You may be buying your personal number plate to personalise your car, to hide its age or simply as a bit of fun, but did you know that you may also be investing in something that will bring you a nice profit should you decide to sell it in the future?

A genuine investment in a healthy market

Private number plates, once an elitist flourish seen only on the luxury cars of the rich and famous, have become a universally popular way for car owners to personalise their vehicles.

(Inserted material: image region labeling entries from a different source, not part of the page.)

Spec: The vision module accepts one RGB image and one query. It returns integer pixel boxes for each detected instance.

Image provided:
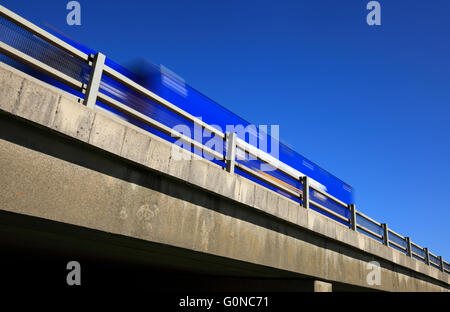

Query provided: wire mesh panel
[0,16,90,83]
[356,214,384,243]
[389,231,408,253]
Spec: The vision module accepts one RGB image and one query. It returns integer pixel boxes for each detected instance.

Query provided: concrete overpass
[0,63,449,291]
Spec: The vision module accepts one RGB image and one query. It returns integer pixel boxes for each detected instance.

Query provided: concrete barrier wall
[0,63,449,291]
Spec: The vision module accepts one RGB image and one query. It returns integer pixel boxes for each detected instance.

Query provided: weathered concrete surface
[0,63,449,291]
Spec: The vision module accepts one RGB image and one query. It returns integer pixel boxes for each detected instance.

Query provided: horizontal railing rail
[0,5,450,273]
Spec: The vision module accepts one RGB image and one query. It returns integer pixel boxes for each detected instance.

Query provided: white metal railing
[0,5,450,273]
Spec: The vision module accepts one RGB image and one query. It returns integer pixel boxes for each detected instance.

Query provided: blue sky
[2,0,450,261]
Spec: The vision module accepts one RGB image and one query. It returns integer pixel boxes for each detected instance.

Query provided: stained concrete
[0,60,449,291]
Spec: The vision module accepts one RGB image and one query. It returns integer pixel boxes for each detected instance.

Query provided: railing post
[405,237,412,257]
[423,248,430,265]
[302,176,309,209]
[438,256,444,272]
[381,223,389,246]
[84,53,106,108]
[349,204,356,231]
[225,132,236,173]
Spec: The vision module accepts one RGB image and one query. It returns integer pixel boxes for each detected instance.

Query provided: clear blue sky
[2,0,450,261]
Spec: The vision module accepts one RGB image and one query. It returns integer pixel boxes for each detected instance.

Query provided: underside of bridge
[0,66,448,292]
[0,207,373,292]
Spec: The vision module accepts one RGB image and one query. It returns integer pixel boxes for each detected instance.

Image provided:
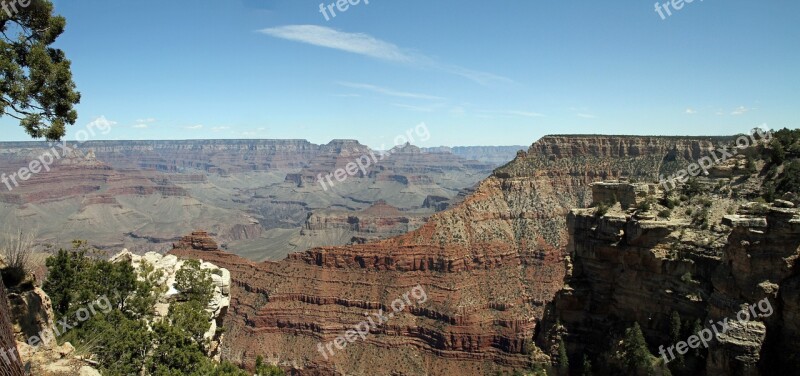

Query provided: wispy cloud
[337,82,445,100]
[258,25,513,85]
[87,115,117,129]
[392,103,433,112]
[506,111,544,117]
[731,106,750,116]
[131,118,156,129]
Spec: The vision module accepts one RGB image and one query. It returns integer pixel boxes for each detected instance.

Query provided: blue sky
[0,0,800,147]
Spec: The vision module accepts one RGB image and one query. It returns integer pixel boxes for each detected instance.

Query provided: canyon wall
[172,136,728,375]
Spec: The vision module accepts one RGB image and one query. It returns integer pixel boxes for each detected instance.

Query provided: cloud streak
[336,81,445,100]
[258,25,513,85]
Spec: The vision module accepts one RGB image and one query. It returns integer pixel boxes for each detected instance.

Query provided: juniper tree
[0,0,81,140]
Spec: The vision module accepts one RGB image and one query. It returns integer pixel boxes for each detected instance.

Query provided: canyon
[171,135,798,375]
[0,140,513,260]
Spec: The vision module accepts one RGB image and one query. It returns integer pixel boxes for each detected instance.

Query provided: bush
[44,242,253,376]
[775,160,800,194]
[175,260,214,305]
[256,355,285,376]
[623,323,655,375]
[681,178,705,198]
[594,202,610,217]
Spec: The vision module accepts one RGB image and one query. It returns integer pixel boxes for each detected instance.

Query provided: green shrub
[594,202,610,217]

There is still exclusivity at the high end of the market but people now realise that there is a wide choice available, with something to suit every budget.

This growing popularity has driven the growth of a multimillion-pound industry around the buying and selling of car registrations. Spectacular sale prices frequently make the news and every number plate auction seems to produce at least one record-breaking or headline-grabbing sale.

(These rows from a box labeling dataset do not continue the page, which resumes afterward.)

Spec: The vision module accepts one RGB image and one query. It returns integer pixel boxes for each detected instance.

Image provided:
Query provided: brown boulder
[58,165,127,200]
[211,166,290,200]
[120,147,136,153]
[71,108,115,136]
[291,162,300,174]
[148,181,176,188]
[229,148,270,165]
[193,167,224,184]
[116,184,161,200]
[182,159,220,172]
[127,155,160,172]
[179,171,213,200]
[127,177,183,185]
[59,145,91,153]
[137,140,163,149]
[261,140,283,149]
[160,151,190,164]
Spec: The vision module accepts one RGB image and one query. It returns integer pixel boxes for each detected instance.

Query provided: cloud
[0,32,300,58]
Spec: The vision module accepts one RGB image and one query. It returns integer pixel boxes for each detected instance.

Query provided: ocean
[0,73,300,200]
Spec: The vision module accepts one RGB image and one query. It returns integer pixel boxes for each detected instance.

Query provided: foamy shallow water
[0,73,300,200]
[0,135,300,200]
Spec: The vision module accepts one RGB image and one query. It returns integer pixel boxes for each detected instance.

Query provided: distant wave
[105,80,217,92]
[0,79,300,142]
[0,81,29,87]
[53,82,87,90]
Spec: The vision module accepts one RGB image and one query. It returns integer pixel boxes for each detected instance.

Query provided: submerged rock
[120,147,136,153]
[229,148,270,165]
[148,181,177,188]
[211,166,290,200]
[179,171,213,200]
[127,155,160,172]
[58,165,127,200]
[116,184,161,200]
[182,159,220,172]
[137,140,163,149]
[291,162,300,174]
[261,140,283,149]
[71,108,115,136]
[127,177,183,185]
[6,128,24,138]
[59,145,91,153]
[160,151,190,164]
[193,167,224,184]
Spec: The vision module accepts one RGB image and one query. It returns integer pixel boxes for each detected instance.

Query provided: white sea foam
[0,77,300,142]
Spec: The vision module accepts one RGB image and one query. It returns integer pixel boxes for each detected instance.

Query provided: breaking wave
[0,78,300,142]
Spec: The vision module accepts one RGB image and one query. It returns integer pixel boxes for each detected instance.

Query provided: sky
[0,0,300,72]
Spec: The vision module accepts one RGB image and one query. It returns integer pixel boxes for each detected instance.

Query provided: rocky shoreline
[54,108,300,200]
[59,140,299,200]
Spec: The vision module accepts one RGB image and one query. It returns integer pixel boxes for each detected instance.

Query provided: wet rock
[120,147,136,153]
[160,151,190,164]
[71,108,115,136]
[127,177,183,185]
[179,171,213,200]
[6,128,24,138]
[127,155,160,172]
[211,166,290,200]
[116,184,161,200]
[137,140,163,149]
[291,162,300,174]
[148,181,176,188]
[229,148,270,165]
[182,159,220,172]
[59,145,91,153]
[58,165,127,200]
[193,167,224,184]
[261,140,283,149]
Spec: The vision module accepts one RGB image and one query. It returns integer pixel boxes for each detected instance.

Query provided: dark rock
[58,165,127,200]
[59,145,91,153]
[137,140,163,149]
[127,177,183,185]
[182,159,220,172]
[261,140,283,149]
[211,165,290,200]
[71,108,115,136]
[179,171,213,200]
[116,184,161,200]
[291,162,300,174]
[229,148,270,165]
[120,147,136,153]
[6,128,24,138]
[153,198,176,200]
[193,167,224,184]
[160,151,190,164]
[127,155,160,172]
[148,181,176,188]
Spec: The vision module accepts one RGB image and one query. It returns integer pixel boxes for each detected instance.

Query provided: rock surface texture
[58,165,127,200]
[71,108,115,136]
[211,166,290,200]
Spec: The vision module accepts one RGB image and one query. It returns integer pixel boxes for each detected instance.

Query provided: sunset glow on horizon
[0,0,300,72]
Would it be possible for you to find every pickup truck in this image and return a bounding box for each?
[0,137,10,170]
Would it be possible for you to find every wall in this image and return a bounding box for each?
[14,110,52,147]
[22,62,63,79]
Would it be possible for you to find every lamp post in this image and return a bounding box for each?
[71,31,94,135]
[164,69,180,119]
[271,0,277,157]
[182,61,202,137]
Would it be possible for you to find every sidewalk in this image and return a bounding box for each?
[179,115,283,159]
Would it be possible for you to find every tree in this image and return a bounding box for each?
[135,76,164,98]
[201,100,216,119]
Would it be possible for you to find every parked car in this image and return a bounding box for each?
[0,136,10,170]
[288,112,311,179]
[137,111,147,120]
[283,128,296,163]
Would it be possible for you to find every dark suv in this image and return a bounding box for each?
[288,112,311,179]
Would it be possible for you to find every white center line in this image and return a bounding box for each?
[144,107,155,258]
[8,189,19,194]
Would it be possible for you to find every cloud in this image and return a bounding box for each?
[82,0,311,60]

Since it began selling personalised registrations in 1989, The DVLA has sold a staggering 6 million registrations. Recent data shows that the British public owns a staggering £4.3 Billion worth of private number plates and personalised plates are now taken into account as assets when bodies such as the Office for National Statistics calculate the UK's national wealth [1].

Chart showing percentage increase of valued items

How do private number plates compare with traditional investments?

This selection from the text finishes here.